コロコロコミック500号記念企画!! コロコロコミック歴代編集長インタビュー 第8回【2011-2015】8代目編集長/村上孝雄(ムラ神さま)

コロコロアニキ誕生前夜

——14年にはコロコロアニキを創刊していますね。誕生秘話など、ありますか?
 
益江(=現『てれびくん』副編集長)と石井(=現コロコロ副編集長)が「増刊を出したい」って言ってきたんだけど、『妖怪ウォッチ』ブームで忙しいし、出さなくてもいいんじゃないのと言ったんだ。
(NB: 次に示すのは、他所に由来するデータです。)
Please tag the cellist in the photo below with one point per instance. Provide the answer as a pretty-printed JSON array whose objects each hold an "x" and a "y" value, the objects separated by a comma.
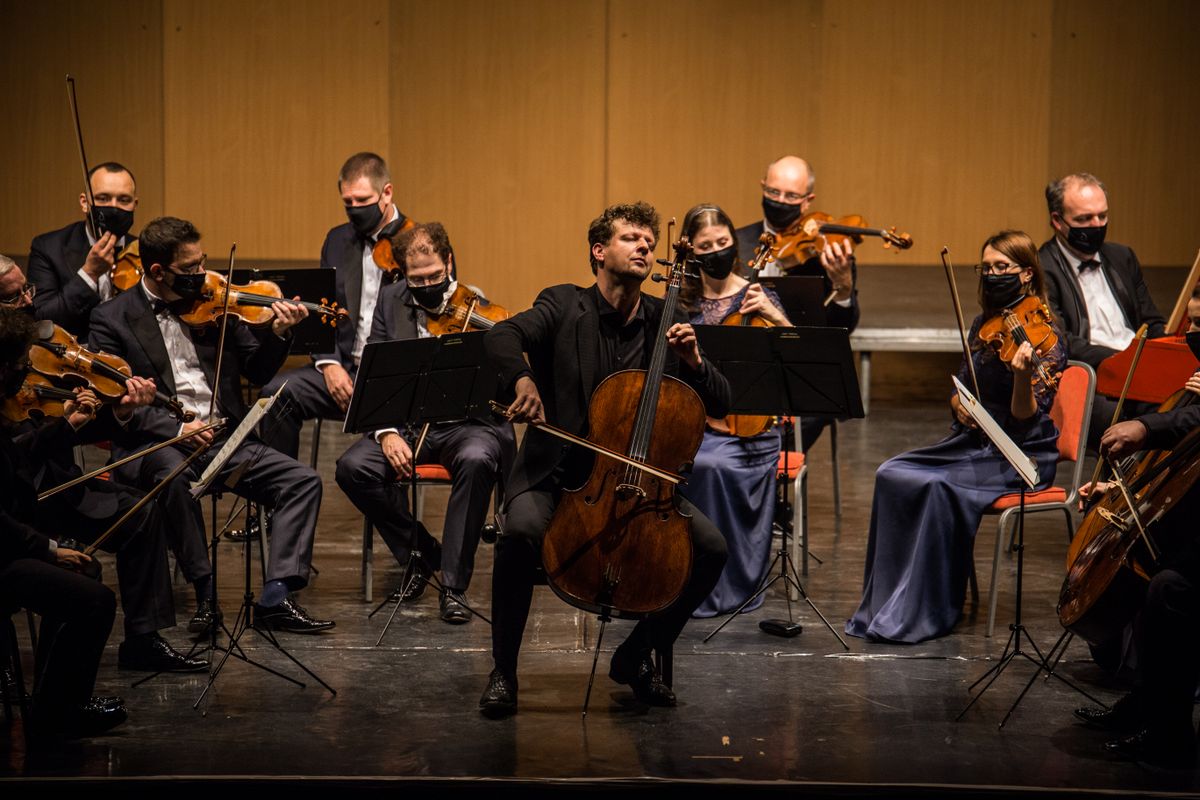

でもさ、「出したい、出したい」って、しつこいんだよ(笑)。
 
それで、ある日、ミニ四駆のイベントを見に行った時にタカラトミーの若手だった吉原くんと会ったらさ、「ミニ四駆ってすごいっすね。オレも将来、こんなことになる仕事がしたいっす!」みたいなことを言っていて。「あ、そうか。2人のやりたいことにミニ四駆をくっつければ、いい増刊になるかもしれない」と思ったんだ。ちょうど時期を同じくして、のむらしんぼ先生の描いた『コロコロ創刊伝説』がおもしろいからネームを見てくれ、と石井に言われて読んでみると、これがおもしろいんだよ。ミニ四駆と創刊伝説さえあれば、大人のコロコロとして成立するなとさえ思った。
 
ただ、さっきも言った通り、ものすごい忙しかった。だから、監査役の横田さん(=横田清/6代目編集長)と佐上チーフプロデューサー(=佐上靖之/7代目編集長)に「増刊出したいんですけど、失敗したらすぐにやめますんで1回だけ出させてください! でも企画書を立てて説明している暇がないんです!!」って相談したら、「いいよいいよ、今なら許す! 出しちゃえ出しちゃえ!」って(笑)。それが好評で今も続いているんだから、うれしいね。
 

▲記念すべきコロコロアニキ創刊号の表紙

——『妖怪ウォッチ』は社会現象とも呼ばれるものすごい熱狂でしたが、仕掛け人の一人として、どのような心境でブームを見ていましたか?
 
あまり意識しないようにしてた。意識しちゃうとさ、人ってダメなんだよ。いつまでも気持ちはペーペーでいないと。この業界ってさ、「おれが全部やった」みたいな態度の人っているでしょ。おれ、ああはなりたくないなと前から思っていた。実際、自分だけの力でできることなんてないしね。
 

 
部下ってさ、自分が信頼されていることがわかると、どんどん頭角を現してくる。だから、編集長の立場としては、一人ひとりに得意なことをやらせて、とにかく打席に立たせることが仕事だと思っていた。得意なことだけの本になると、「あれが抜けてる」「これが抜けてる」って言われるかもしれないけど、それでいいじゃんって。
 
だって、人がいて企画がある、本があるんだから。人の個性で、本の色を付けていかないとダメだし、そのほうが絶対に現場も楽しいじゃん。